Certamente il prezzo maggiore è stato pagato dai lavori meno tutelati. Gli autonomi hanno subito un gravissimo spiazzamento; e non bisogna dimenticare il problema della rilevante quantità di "falsi autonomi", cioè di lavoratori che nella realtà hanno una monocommittenza, ma che con essa non disciplinano il rapporto di lavoro con un contratto di lavoro subordinato. Anche i lavoratori a tempo determinato hanno pagato un prezzo molto caro: il blocco dei licenziamenti si è scaricato sul tempo determinato e la stasi economica ha impedito sia il loro rinnovo, sia la sostituzione del personale a termine con altro personale a termine.

Per altro verso, tuttavia, la gran parte del lavoro perduto ha riguardato in particolare il lavoro stagionale, specie nel turismo, e i picchi di attività: esattamente quei settori nei quali i lavori a termine o anche l'attività autonoma sono molto coinvolti.

Insomma, anche per effetto del blocco dei licenziamenti, non si è determinata quell'ondata di licenziamenti e ristrutturazioni, che si teme possa arrivare da agosto in poi, una volta eliminato il blocco medesimo.

Terza considerazione: nell'articolo pubblicato il 2 giugno 2021 dal Corriere della Sera, dal titolo "I lavoratori che mancano", Federico Fubini afferma: "La difficoltà nel reclutare questi profili (quelli del settore turismo, nda) è così sentita che alcune aziende hanno iniziato a offrire di più, pur di assicurarsi addetti dall'inizio dell'estate".

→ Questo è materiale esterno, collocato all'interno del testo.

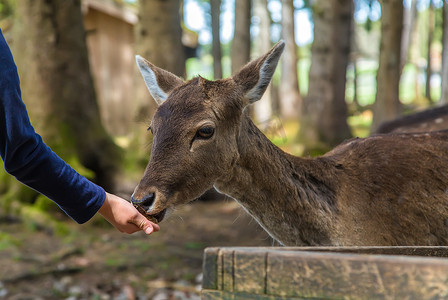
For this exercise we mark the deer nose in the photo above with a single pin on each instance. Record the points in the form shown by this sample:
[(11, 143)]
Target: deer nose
[(146, 202)]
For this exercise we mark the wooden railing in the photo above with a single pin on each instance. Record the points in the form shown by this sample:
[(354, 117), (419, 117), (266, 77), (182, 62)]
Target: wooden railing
[(326, 272)]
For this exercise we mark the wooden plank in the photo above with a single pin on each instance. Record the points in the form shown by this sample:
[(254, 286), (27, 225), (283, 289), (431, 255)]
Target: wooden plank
[(327, 272), (336, 276), (222, 295), (250, 271), (210, 269), (226, 255)]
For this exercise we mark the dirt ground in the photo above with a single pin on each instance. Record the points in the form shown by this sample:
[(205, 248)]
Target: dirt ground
[(98, 262)]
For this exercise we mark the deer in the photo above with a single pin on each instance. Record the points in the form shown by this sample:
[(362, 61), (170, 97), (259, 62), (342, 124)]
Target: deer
[(383, 190)]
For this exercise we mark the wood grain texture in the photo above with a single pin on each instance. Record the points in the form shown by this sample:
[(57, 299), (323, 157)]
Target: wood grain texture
[(326, 272)]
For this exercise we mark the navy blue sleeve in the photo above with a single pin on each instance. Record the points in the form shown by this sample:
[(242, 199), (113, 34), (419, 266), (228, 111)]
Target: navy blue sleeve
[(26, 157)]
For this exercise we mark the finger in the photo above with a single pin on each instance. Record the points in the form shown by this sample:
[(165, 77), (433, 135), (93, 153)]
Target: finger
[(145, 225)]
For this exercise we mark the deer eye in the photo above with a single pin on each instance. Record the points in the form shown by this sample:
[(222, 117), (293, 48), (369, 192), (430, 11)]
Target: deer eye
[(205, 132)]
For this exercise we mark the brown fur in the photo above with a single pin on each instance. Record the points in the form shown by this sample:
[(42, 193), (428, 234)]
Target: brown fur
[(381, 190)]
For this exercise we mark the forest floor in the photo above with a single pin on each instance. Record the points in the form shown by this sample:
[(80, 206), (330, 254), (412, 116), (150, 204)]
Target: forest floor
[(98, 262)]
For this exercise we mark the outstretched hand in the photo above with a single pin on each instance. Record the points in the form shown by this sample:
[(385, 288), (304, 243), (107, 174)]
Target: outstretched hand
[(124, 216)]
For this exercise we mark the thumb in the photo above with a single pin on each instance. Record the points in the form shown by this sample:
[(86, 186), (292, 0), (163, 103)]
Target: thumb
[(145, 225)]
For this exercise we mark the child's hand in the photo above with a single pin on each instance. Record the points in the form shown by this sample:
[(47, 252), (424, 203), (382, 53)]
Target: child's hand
[(124, 216)]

Quarta e finale considerazione: gli imprenditori invitano in particolare i giovani a "mettersi in gioco" anche accettando "lavori poco remunerati" (Barilla docet). In generale, gli imprenditori attaccano il "sussidistan" ed attribuiscono al reddito di cittadinanza o ad altri sussidi (ma, quali?) la responsabilità del mismatch tra domanda e offerta di lavoro, condizionata dai "troppi diritti".

A questo punto, proviamo a unire i puntini, per trovare il disegno. L'economia è in attesa di un rilancio, che vedrà la possibilità per le imprese di ristrutturarsi a fondo. Vi sono nuovamente molte vacancy da coprire e altre se ne apriranno, mentre ancora, tuttavia, il fatturato è basso.

Poter risparmiare sulla voce del costo del lavoro è, quindi, ancora più che mai fondamentale.

Il pensiero è evidente: molti pensano si possa contare sull'espulsione di migliaia di lavoratori con elevate tutele (con anzianità e stipendi elevati ed ancora coperti dall'articolo 18), con giovani ai quali si applicherebbe il Jobs Act senza articolo 18, che si potrebbero assumere con stipendi iniziali più bassi ed, anzi, in una fase iniziale, si potrebbero inserire con contratti molto flessibili e addirittura con tirocini, e certamente col dilagare di tempi determinati e partite Iva non genuine.

Insomma, c'è la possibilità concreta di un gigantesco contenimento del costo di lavoro, al quale la mancata risposta dell'offerta alla domanda rende possibile lo spettro evocato dal Fubini: offrire un trattamento economico maggiore di quello che la congiuntura potrebbe in effetti consentire.

Uno spettro che evidentemente molti non accettano e che induce i media alla martellante campagna, volta a convincere che vi sono troppi diritti, troppi sussidi da eliminare e che sia quasi un dovere etico, per i lavoratori, accettare anche lavori poco remunerati.

Non è così, però, che si può davvero rilanciare un Paese.